Project Brief

This is your mid-track project. You have one week to design, build, and deploy a data pipeline that runs as a Container App Job on Azure and stores its results in Azure storage. You pick the data source and use case. The technical requirements and deadline are in the chapters below.

The week ends with a technical interview where you present your project and explain your decisions.

What you are building

A complete data pipeline that:

Ingests data from an external API or public dataset
Validates the data before storing it
Stores results in Azure Postgres, Azure Blob Storage, or both
Runs as a Container App Job on Azure (not on your laptop)

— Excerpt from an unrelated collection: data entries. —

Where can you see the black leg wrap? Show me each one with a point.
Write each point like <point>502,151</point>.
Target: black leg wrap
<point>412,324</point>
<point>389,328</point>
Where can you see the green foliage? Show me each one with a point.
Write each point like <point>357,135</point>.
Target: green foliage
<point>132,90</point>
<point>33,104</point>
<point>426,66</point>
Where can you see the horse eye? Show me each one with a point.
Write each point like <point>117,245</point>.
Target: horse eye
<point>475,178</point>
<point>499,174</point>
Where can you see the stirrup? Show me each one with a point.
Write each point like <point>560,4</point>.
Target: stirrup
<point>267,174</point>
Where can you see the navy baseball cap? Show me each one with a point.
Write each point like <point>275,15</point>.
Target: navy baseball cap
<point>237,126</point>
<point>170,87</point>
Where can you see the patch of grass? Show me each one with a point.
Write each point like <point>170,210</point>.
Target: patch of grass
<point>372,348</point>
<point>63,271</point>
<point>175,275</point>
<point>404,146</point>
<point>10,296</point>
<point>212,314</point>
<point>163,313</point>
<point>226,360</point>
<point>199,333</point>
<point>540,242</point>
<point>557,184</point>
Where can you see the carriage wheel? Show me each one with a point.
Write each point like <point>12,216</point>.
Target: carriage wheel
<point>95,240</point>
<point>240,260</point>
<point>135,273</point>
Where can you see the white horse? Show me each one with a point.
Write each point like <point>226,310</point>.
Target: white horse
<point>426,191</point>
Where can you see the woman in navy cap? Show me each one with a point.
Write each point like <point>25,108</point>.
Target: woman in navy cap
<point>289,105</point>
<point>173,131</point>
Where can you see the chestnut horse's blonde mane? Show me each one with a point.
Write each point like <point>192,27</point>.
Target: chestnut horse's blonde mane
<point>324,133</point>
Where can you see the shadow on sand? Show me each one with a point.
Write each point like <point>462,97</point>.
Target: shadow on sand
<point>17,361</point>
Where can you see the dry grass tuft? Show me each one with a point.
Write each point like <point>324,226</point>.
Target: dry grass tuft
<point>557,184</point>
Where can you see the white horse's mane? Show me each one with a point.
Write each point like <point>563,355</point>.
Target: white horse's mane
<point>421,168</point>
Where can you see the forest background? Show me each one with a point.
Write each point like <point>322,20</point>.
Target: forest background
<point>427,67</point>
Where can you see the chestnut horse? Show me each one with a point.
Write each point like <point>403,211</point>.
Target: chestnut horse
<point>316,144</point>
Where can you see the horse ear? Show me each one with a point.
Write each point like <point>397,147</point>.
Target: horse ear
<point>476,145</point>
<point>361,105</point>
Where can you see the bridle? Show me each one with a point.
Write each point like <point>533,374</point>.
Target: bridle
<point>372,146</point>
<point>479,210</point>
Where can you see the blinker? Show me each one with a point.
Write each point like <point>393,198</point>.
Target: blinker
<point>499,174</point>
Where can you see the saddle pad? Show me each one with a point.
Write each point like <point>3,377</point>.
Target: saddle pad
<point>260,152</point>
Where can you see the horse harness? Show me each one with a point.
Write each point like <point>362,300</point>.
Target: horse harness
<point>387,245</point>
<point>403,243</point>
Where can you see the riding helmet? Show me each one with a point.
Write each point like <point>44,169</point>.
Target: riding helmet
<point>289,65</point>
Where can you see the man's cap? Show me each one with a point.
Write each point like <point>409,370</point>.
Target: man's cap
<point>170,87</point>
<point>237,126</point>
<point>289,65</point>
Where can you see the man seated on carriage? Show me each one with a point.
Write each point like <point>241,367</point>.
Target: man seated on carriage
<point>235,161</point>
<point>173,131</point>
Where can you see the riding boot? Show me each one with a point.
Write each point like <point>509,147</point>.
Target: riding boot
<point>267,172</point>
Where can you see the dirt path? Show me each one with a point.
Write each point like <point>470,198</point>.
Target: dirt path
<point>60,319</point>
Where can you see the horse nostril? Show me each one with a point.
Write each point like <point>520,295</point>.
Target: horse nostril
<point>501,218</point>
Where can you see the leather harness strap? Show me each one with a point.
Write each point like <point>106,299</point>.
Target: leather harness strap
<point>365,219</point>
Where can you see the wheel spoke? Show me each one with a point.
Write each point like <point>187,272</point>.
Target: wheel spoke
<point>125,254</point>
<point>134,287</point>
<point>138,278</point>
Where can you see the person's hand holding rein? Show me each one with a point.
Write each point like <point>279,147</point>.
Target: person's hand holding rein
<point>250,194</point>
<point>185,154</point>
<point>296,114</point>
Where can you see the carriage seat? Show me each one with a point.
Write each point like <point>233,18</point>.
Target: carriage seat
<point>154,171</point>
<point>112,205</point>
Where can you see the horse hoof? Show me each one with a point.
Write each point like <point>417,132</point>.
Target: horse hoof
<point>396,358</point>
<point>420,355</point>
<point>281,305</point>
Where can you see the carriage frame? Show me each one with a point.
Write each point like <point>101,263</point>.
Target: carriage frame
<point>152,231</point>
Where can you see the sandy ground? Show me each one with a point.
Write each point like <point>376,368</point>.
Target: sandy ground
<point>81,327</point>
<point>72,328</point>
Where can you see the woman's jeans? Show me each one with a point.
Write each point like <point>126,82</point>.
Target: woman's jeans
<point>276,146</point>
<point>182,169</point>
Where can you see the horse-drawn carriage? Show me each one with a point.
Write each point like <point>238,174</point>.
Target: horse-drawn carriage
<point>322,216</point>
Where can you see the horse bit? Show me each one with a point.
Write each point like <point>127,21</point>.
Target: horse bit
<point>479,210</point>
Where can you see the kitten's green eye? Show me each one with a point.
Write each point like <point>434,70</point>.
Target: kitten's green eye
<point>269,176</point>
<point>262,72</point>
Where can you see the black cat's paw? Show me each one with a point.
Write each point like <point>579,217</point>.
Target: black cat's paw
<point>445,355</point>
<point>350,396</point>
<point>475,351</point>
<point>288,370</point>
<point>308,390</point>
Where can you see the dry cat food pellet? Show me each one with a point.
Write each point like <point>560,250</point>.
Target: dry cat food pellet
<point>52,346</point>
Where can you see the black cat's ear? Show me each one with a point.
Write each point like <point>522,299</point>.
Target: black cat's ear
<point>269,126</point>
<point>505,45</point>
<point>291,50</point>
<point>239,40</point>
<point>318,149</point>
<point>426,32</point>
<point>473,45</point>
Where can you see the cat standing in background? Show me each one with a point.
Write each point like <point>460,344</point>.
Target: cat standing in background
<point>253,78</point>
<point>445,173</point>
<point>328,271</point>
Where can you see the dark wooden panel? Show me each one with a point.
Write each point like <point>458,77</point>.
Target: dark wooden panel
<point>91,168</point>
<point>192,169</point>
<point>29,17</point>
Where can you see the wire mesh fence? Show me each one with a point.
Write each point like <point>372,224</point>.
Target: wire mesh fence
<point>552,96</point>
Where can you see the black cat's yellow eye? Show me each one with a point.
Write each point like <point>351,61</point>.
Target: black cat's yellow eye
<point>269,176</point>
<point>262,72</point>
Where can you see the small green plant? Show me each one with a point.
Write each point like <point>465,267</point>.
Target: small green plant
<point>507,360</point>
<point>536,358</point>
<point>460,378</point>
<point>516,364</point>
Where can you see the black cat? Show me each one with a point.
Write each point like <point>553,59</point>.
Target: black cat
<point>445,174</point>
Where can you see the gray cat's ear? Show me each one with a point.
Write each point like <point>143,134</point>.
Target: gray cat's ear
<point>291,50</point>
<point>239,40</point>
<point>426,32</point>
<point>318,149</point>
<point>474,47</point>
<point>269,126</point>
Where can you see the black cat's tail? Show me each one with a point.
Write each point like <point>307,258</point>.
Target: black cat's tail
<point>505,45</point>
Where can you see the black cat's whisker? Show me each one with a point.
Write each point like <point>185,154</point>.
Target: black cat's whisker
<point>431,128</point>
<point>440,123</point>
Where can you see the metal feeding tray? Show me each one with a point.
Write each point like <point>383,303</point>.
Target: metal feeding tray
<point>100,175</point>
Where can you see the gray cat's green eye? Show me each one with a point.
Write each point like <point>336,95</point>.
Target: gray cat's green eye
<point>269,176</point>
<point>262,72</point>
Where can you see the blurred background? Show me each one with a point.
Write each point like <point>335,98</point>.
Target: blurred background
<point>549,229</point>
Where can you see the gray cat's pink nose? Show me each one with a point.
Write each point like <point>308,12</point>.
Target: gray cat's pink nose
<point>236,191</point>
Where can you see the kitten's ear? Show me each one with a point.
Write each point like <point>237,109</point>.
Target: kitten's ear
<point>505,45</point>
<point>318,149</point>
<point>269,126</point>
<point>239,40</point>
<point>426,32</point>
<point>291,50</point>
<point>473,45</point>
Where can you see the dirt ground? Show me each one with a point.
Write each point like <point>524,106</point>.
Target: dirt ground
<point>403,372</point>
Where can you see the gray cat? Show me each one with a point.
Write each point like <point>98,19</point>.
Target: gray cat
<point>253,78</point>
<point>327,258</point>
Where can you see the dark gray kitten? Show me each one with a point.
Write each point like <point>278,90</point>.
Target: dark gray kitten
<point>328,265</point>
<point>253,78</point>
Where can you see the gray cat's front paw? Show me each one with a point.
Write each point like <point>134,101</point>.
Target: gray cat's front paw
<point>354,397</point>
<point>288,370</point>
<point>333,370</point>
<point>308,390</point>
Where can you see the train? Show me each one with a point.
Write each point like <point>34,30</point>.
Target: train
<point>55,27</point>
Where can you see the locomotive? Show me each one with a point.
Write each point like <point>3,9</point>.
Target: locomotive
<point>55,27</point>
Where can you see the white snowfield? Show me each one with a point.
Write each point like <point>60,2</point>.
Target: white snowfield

This is the same architecture you built in Week 6, but with a data source and use case you choose yourself.

┌─── Azure Container App Job ────────────────────────────────────┐
│  External API ──► pipeline.py ──► Pydantic ──► Azure Storage   │
└────────────────────────────────────────────────────────────────┘

<aside> 💡 In the wild: Open-source tools like dlt (data load tool) follow the same fetch-validate-store pattern you are building this week. Your project is a simplified version of what production data teams run every day.

</aside>

Choosing your data source

Pick something you find interesting. The best projects come from genuine curiosity. Your data source must be:

Free to access (no paid API keys)
Reliable (available when you need it, not flaky or rate-limited to 10 requests/day)
Returns structured data (JSON or CSV you can parse)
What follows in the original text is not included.